Mario Vellani Marchi (1895–1979) was an Italian painter and scenic designer.

==Biography==
Vellani Marchi was born in Modena. He attended the Modena Academy of Fine Arts in the early years of the second decade of the 20th century and specialised in engraving. He made his debut at the Venice Biennale with the 14th Esposizione Internazionale d'Arte of the city of Venice in 1924. He came into contact with the second generation of the Burano School through a stay on the island in the same year, and landscapes set there constitute a constant feature of his production.

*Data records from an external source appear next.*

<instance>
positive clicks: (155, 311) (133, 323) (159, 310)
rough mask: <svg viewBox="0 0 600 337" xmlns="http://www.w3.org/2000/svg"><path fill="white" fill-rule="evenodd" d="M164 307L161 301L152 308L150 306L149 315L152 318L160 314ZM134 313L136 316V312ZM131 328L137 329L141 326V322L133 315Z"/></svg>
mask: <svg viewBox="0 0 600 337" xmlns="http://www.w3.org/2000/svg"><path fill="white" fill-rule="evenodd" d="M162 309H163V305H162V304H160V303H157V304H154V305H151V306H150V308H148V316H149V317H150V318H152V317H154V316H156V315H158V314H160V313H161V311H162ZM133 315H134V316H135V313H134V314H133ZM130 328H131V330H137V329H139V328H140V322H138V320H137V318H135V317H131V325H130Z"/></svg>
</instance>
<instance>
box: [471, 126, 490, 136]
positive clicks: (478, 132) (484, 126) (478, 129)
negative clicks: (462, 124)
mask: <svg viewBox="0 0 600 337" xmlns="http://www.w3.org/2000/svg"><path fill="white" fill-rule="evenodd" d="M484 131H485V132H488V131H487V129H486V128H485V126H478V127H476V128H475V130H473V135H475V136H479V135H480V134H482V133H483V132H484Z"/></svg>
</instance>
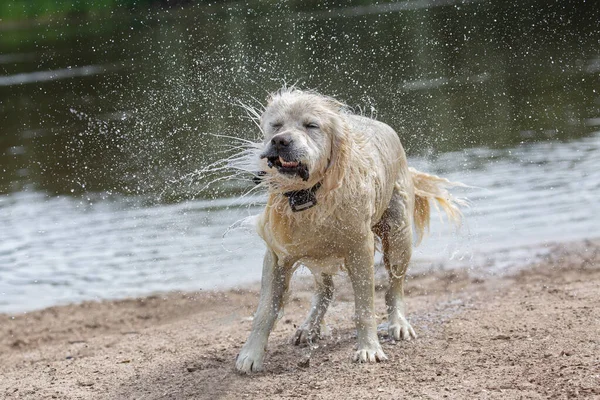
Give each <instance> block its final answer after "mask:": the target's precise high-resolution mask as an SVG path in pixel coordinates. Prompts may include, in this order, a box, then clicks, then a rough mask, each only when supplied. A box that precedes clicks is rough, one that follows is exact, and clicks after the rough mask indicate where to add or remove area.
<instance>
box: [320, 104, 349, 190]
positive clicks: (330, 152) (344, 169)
mask: <svg viewBox="0 0 600 400" xmlns="http://www.w3.org/2000/svg"><path fill="white" fill-rule="evenodd" d="M335 114H337V115H335V116H334V117H333V118H332V119H331V125H330V126H329V127H328V128H329V135H330V137H331V152H330V154H329V161H328V164H327V170H326V171H325V177H324V178H323V188H324V189H325V190H327V191H329V190H335V189H337V188H339V187H340V186H341V185H342V181H343V179H344V175H345V172H346V168H347V165H348V157H349V152H350V148H349V146H348V127H347V125H346V123H345V122H344V121H343V119H342V118H340V117H339V112H338V111H336V113H335Z"/></svg>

After 1920, he spent some time in Burano painting landscapes, along with Giuseppe Novello, Francesco Arata, and Bernardino Palazzi. The newspaper Corriere della Sera sent him to Africa in 1934 with Orio Vergani. In scenic design, he painted sets for Il Campiello and I Quattro Rusteghi for the Scala theatre of Milan.

Having moved to Milan in 1925, he associated with the Novecento Italiano group and took part in their second show in 1929. It was in this period that his compositions attained greater structural definition. One of the founders of the Cenacolo di Via Bagutta, he also established his reputation as a painter in the 1930s. A solo show of his work was held in Milan at the Galleria Pesaro in 1932. He divided his time between Burano and Milan after World War II. He died in Milan in 1979.